If an element declaration does not allow the element to contain character data, the following rules apply.

If the element must be empty, i.e. it is declared with the keyword EMPTY, the element instance may still contain whitespace characters (spaces, tabs, carriage returns, and newlines). The parser ignores these characters; such an element does not have a data subnode containing these irrelevant characters.

If the element declaration only permits other elements to occur within that element but not character data, it is still possible to insert whitespace characters between the subelements. The parser ignores these characters, too, and does not create data nodes for them.

Example. Consider the following element types:

<!ELEMENT x ( #PCDATA | z )* >
<!ELEMENT y ( z )* >
<!ELEMENT z EMPTY>
Only x may contain character data, the keyword #PCDATA indicates this. The other types are character-free.

The XML term

<x><z/> <z/></x>
will be internally represented by an element node for x with three subnodes: the first z element, a data node containing the space character, and the second z element. In contrast to this, the term
<y><z/> <z/></y>
is represented by an element node for y with only two subnodes, the two z elements. There is no data node for the space character because spaces are ignored in the character-free element y.

3.4.2. The representation of character data

The XML specification allows all Unicode characters in XML texts. This parser cannot deal with characters with code bigger than 255 because it represents the characters internally in the ISO-8859-1 character set (this set is identical to the Unicode characters 0 to 255). When the parser finds a character it cannot represent, it ignores the character and prints a warning (to the collect_warning object that must be passed when the parser is called).

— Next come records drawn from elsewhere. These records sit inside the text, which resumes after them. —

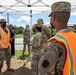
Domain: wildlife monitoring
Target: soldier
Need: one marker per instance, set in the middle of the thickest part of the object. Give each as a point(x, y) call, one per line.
point(36, 49)
point(4, 45)
point(60, 58)
point(26, 39)
point(46, 33)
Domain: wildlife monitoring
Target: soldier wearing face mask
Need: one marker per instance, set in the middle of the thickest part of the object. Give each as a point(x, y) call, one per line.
point(4, 45)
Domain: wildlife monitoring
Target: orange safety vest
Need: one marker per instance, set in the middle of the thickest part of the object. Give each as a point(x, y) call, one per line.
point(69, 40)
point(4, 38)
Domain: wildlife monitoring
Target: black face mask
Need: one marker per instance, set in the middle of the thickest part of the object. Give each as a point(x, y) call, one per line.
point(3, 25)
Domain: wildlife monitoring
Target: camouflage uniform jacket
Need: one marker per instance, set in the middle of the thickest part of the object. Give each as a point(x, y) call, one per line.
point(52, 50)
point(26, 35)
point(46, 33)
point(36, 43)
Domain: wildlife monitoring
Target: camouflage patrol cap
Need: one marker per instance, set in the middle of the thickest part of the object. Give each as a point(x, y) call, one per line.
point(2, 20)
point(40, 20)
point(27, 25)
point(61, 7)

The XML specification allows lines to be separated by single LF characters, by CR LF character sequences, or by single CR characters. Internally, these separators are always converted to single LF characters.

3.4.3. The representation of entities within documents

Entities are not represented within documents! If the parser finds an entity reference in the document content, the reference is immediately expanded, and the parser reads the expansion text instead of the reference.

3.4.4. The representation of attributes

As attribute values are composed of Unicode characters, too, the same restriction applies as for character data: Characters that cannot be represented are dropped, and a warning is printed.

Attribute values are normalized before they are returned by methods like attribute. First, any remaining entity references are expanded; if necessary, expansion is performed recursively. Second, newline characters (any of LF, CR LF, or CR characters) are converted to single space characters. Note that especially the latter action conforms to the XML standard.

3.4.5. The representation of processing instructions

Processing instructions are not (yet) well supported. PIs are parsed to some extent: The first word of the PI is called the target, and it is stored separated from the rest of the PI:

<?target rest?>
The exact location where a PI occurs is not represented. The parser puts the PI into the object that represents the embracing construct (an element, a DTD, or the whole document); that means you can find out which PIs occur in a certain element, in the DTD, or in the whole document, but you cannot lookup the exact position within the construct.

3.4.6. The attributes xml:lang and xml:space

These attributes are not supported specially; they are handled like any other attribute.